West Tisbury voters will be asked next year whether they want to spend a significant sum on the town’s local dropoff for garbage and recycling, or close the facility after upgrades are completed at the regional refuse district in Edgartown.

Board of health member Erik Lowe made the suggestion to close the dropoff, telling selectmen at their Wednesday meeting that it needs $110,000 in repairs to a retaining wall and faces other costly work to meet state environmental standards.

“We’ve invested, as a member of the refuse district, in a facility that can handle, more effectively, the people’s trash,” Mr. Lowe told the board. “Why keep the local dropoff operating when it’s just another thing we’ll have to maintain in the future?”

Town health agent Omar Johnson added that an injury was reported at the dropoff this summer.

“An individual stepped into one of the gaps between the wall and a trash receptacle,” Mr. Johnson said.

Selectmen gave tepid responses to Mr. Lowe’s proposal.

“The biggest question’s probably going to be, what’s going to happen to the Dumptique?” asked board chairman Skipper Manter, referring to the popular free shop located at the dropoff and run by volunteers.

“I think that the town should move the gate back beyond the Dumptique and give them some kind of lease and let them operate,” Mr. Lowe responded.

Selectmen Kent Healy and Cynthia Mitchell, both cool to the idea of shuttering the dropoff, backed Mr. Manter’s suggestion to let voters choose the future of their local facility.

“People have an attachment to it,” Mrs. Mitchell said.

Town administrator Jen Rand said she would work with the board of health to craft a warrant item that would present a clear choice to voters by specifying the dollar amount of capital needed to make the local dropoff safe and compliant with environmental rules.

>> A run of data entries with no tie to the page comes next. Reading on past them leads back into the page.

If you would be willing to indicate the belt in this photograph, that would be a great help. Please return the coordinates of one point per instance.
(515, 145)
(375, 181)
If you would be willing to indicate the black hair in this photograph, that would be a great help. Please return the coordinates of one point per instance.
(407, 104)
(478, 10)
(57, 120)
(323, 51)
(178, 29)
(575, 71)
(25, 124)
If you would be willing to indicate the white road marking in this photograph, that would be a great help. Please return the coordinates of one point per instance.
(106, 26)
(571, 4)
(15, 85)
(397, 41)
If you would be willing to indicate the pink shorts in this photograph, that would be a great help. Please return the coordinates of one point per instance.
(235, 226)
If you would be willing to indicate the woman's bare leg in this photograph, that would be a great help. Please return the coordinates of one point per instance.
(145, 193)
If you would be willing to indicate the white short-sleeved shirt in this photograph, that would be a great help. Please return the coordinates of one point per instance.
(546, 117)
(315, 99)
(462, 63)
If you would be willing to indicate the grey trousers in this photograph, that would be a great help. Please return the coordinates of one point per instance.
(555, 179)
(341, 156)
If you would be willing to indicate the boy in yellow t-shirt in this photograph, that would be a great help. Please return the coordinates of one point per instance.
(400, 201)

“We’re either going to invest in this, or we’re not going to invest in it, but if we’re keeping it we’re going to invest in it,” Ms. Rand said. “We’re not going to part-do this fix.”

Mr. Lowe agreed. “Let’s bring it to the town and see what people’s consensus is,” he said.

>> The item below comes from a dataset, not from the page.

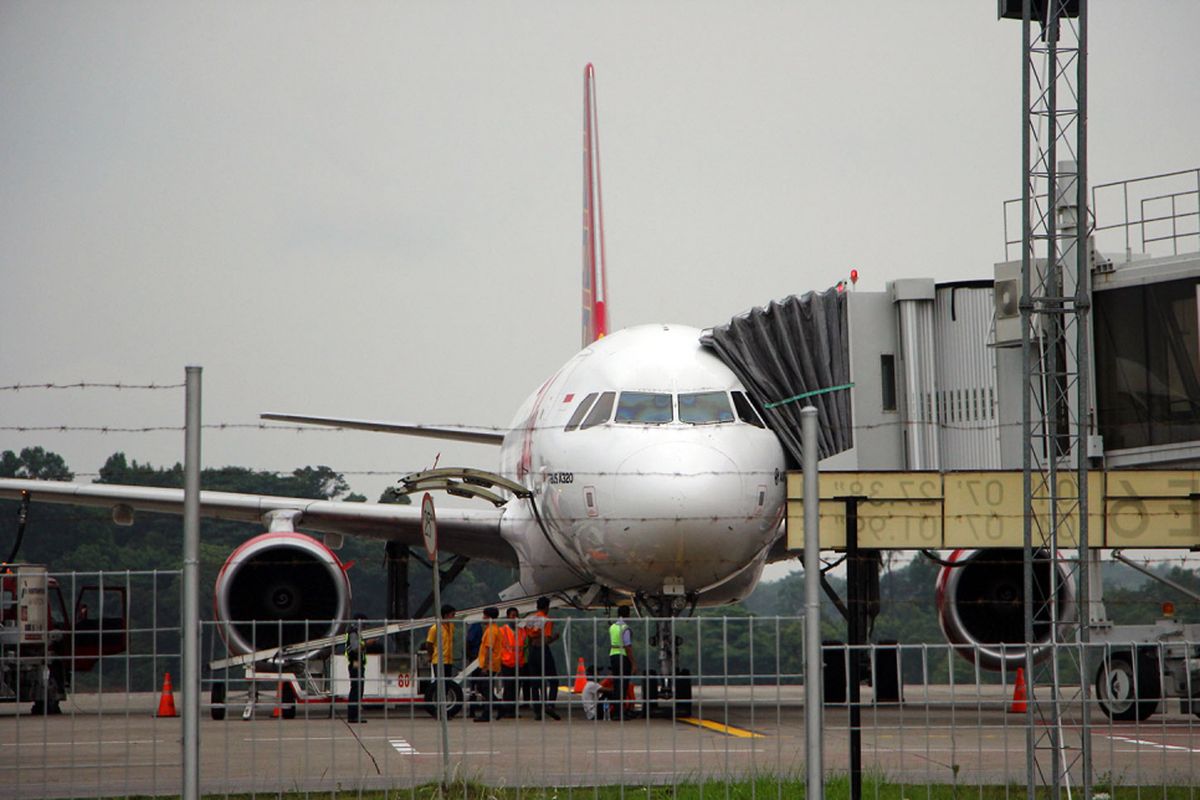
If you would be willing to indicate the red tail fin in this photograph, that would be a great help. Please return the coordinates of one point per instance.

Also Wednesday, selectmen approved a weekly indoor produce market at Howes House in January and February, run by Island Grown Initiative as an extension of its seasonal outdoor mobile market.

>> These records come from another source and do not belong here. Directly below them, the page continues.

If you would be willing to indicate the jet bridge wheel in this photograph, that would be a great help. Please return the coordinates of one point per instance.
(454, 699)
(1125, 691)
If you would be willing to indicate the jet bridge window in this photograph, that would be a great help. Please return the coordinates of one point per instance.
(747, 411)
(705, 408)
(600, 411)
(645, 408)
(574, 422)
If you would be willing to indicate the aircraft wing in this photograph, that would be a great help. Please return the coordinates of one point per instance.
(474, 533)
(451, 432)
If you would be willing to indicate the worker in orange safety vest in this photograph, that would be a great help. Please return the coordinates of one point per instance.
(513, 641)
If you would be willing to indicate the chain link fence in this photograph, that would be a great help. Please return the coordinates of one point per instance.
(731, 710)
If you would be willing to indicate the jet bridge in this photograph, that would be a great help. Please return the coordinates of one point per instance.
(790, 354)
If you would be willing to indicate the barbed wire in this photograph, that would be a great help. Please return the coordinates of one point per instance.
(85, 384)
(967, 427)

“A lot of our elder customers have said they would like to be inside,” said Olivia Rabbitt of Island Grown.

The senior center’s central West Tisbury location, adjacent to the library, makes it a convenient stop for up-Island residents, who also can sign up there for food assistance, Ms. Rabbitt said.

Mr. Manter asked if there would be traffic problems caused by the weekly market. Island Grown’s Sophie Abrams Mazza said the mobile market, which sells produce and eggs from Island farms at below-retail prices, generally attracts 15 to 26 people an hour.

“We’ll have to monitor it,” Mr. Manter said.

The produce market will set up in the Howes House community room Thursdays from 3:30 to 4:30 p.m. in January and February.

Ms. Mazza Abrams said the market, which travels around the Island several days a week, will resume in July and run through February, 2021.

As selectmen began their annual budget review process, emergency manager Russ Hartenstine asked for and received permission to increase the budget for his part-time department from $18,207 in fiscal year 2020 to $26,000.

“I’m doing more than my stipend allots,” said Mr. Hartenstine, who gave a series of talks on emergency preparedness earlier this year.

He said he is being asked to join town committees, write grants, start a community emergency training program and train with the police department as an emergency public information officer.

“It’s basically what the town wants me to do,” Mr. Hartenstine said. “I’d really like to put more time into the job to do what the town needs.”

Mr. Johnson added that he needs Mr. Hartenstine’s assistance as well to make sure the town health department is ready for emergencies.

Selectmen backed the request, which must also pass muster with the town’s financial committee.

“Emergencies are going to be more ever-present,” Mrs. Mitchell said. “Public awareness is high at the moment, and I think you’d get a lot of support for the increase.”